# The Sparsifier Class

In this notebook we introduce the `Sparsifier` class and demonstrate its basic functionality

In [None]:
import numpy as np
from sparseklearn import Sparsifier

In [None]:
%load_ext autoreload
%autoreload 2

## Fitting the sparsifier

`fit_sparsifier` will apply the transform $HD$ to $X$, draw the `num_feat_comp` indices we will keep for each row of $HDX$, and then discard the data. As an example, we'll generate a dataset $X \in \mathbb{R}^{10 \times 5}$, where each row is a datapoint and there are 5 features. We'll sparsify $X$ into 3 dimensions, so that we are keeping $RHDX \in \mathbb{R}^{10 \times 3}$.

In [None]:
rs = np.random.RandomState(12)
num_samp, num_feat_full = 10, 5
X = rs.rand(num_samp, num_feat_full)
num_feat_comp = 3
sp = Sparsifier(num_feat_full = num_feat_full, num_feat_comp = num_feat_comp, num_samp = num_samp, random_state = rs, transform = None)
sp.fit_sparsifier(X)

The `mask` attribute indicates which indices are kept for each datapoint:

In [None]:
sp.mask

The `RHDX` attribute contains the data: 

In [None]:
sp.RHDX

Since we didn't use a transform in the Sparsifier, `RHDX` is just a subset of `X`. Check this for an arbitrary datapoint:

In [None]:
row = 3
(X[row][sp.mask[row]] == sp.RHDX[row]).all()

## Operations on sparsified data

The purpose of sparsifying the data is to permit operations on mixtures of sparse datapoints and dense statistics. Having fit the `Sparsifier` object, we can discard $X$ and use built-in methods to compute things like distances and covariances.

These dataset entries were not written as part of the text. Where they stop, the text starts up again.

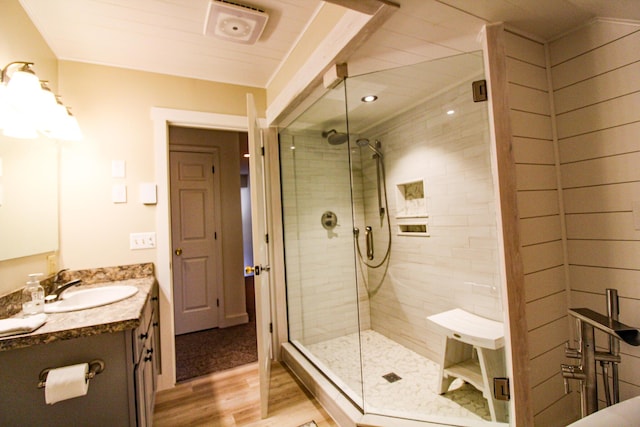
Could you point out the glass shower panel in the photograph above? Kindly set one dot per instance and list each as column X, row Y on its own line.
column 424, row 204
column 322, row 296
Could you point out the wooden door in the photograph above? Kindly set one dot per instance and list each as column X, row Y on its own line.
column 260, row 252
column 196, row 266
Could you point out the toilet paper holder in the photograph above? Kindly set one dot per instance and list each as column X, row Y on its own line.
column 95, row 367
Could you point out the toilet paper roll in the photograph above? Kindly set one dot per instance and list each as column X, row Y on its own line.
column 66, row 383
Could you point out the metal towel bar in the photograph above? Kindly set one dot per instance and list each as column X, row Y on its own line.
column 95, row 367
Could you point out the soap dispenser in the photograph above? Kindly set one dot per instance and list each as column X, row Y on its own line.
column 33, row 296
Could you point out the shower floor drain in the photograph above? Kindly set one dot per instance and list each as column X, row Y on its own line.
column 392, row 377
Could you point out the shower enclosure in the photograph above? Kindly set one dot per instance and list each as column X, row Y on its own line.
column 389, row 217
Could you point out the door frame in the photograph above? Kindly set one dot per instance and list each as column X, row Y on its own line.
column 162, row 118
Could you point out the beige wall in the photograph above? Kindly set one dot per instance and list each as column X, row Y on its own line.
column 113, row 107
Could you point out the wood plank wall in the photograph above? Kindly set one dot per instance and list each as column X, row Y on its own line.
column 541, row 225
column 596, row 90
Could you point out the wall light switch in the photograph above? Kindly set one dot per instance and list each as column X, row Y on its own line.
column 142, row 240
column 119, row 193
column 118, row 169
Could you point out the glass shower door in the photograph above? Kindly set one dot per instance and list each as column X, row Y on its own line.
column 322, row 295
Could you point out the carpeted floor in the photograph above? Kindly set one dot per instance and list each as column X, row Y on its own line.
column 204, row 352
column 213, row 350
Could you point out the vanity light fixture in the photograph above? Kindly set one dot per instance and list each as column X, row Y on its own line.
column 29, row 107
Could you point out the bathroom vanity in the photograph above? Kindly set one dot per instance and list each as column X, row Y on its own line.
column 122, row 334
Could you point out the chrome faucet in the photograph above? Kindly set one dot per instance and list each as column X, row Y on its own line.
column 55, row 295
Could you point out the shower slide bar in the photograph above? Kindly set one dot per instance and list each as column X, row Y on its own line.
column 587, row 321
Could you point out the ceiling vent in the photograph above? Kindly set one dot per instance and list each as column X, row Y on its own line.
column 234, row 22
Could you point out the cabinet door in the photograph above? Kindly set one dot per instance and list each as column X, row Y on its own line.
column 141, row 407
column 145, row 374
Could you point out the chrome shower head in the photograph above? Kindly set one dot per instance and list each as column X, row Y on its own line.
column 334, row 137
column 364, row 142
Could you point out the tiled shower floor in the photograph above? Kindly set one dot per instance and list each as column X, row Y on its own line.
column 413, row 396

We can compute the (approximate) pairwise distances between all the datapoints in the sample, for example:

In [None]:
sp.pairwise_distances()

We can also compute the pairwise distances between the compressed data and a set of dense datapoints, which might be statistics we wish to estimate.

In [None]:
dense_statistics = np.random.rand(4,num_feat_full)
sp.pairwise_distances(dense_statistics)

The `Sparsifier` class contains several other built-in methods to compute related quantities, including:
- `weighted_means`
- `weighted_means_and_variances`
- `pairwise_mahalanobis_distances`
See the docstrings for more information:

In [None]:
help(sp.pairwise_mahalanobis_distances)

## The Johnson-Lindenstrauss Lemma

The Johnson-Lindenstrauss Lemma guarantees the existence of a projection $\Omega: \mathbb{R}^P \to \mathbb{R}^Q$ such that pairwise distances on a fixed number of points are preserved within a low tolerance with high probability. The Sparsifier is a random projection that acts like the JL projections. We will see an example of this here. We will first embed low-dimensional data into a higher dimension with some noise, and then see that as we keep more and more components, the error in the pairwise distances shrinks. 

In [None]:
from scipy.stats import ortho_group
from scipy.spatial import distance
from sklearn.metrics import mean_squared_error
original_latent_dimension = 20
embedded_dimension = 100
num_samp = 100
rs = np.random.RandomState(73)
X = rs.rand(num_samp, original_latent_dimension) # generate the low-dimensional data
X = np.concatenate((X, np.zeros([num_samp,embedded_dimension-original_latent_dimension])), axis=1) # embed into higher dimension
X += rs.normal(scale = 1e-8, size = (num_samp, embedded_dimension)) # add noise
X = X[:, rs.permutation(np.arange(0,embedded_dimension,1))] # shuffle columns
true_distances = distance.squareform(distance.pdist(X))

In [None]:
sp = Sparsifier(num_samp = num_samp, num_feat_full = embedded_dimension, num_feat_comp = 10)
sp.fit_sparsifier(X=X)
HDX = sp.apply_HD(X)

mse = np.zeros([3, len(num_feat_comp_array)])
num_feat_comp_array = np.arange(1,original_latent_dimension*3)
for i, num_feat_comp in enumerate(num_feat_comp_array):
    
    sp1 = Sparsifier(num_samp = num_samp, num_feat_full = embedded_dimension, num_feat_comp = num_feat_comp)
    sp1.fit_sparsifier(HDX=HDX)
    mse[0,i] = mean_squared_error(true_distances, sp1.pairwise_distances())
    
    sp2 = Sparsifier(num_samp = num_samp, num_feat_full = embedded_dimension, num_feat_comp = num_feat_comp, num_feat_shared = num_feat_comp//10 + 1)
    sp2.fit_sparsifier(HDX=HDX)
    mse[1,i] = mean_squared_error(true_distances, sp2.pairwise_distances())
    
    sp3 = Sparsifier(num_samp = num_samp, num_feat_full = embedded_dimension, num_feat_comp = num_feat_comp, num_feat_shared = num_feat_comp)
    sp3.fit_sparsifier(HDX=HDX)
    mse[2,i] = mean_squared_error(true_distances, sp3.pairwise_distances())

In [None]:
import matplotlib.pyplot as plt
fig,ax = plt.subplots(1,1,figsize=(5,5))
ax.plot(num_feat_comp_array, mse[0], label = 'No shared features', linewidth = 2)
ax.plot(num_feat_comp_array, mse[1], label = '~10% shared features', linewidth = 2)
ax.plot(num_feat_comp_array, mse[2], label = '100% shared features', linewidth = 2)
ax.set_ylabel('MSE', fontsize = 12)
ax.set_xlabel(r'Number of features kept, $Q$', fontsize = 12)
ax.legend()
plt.show()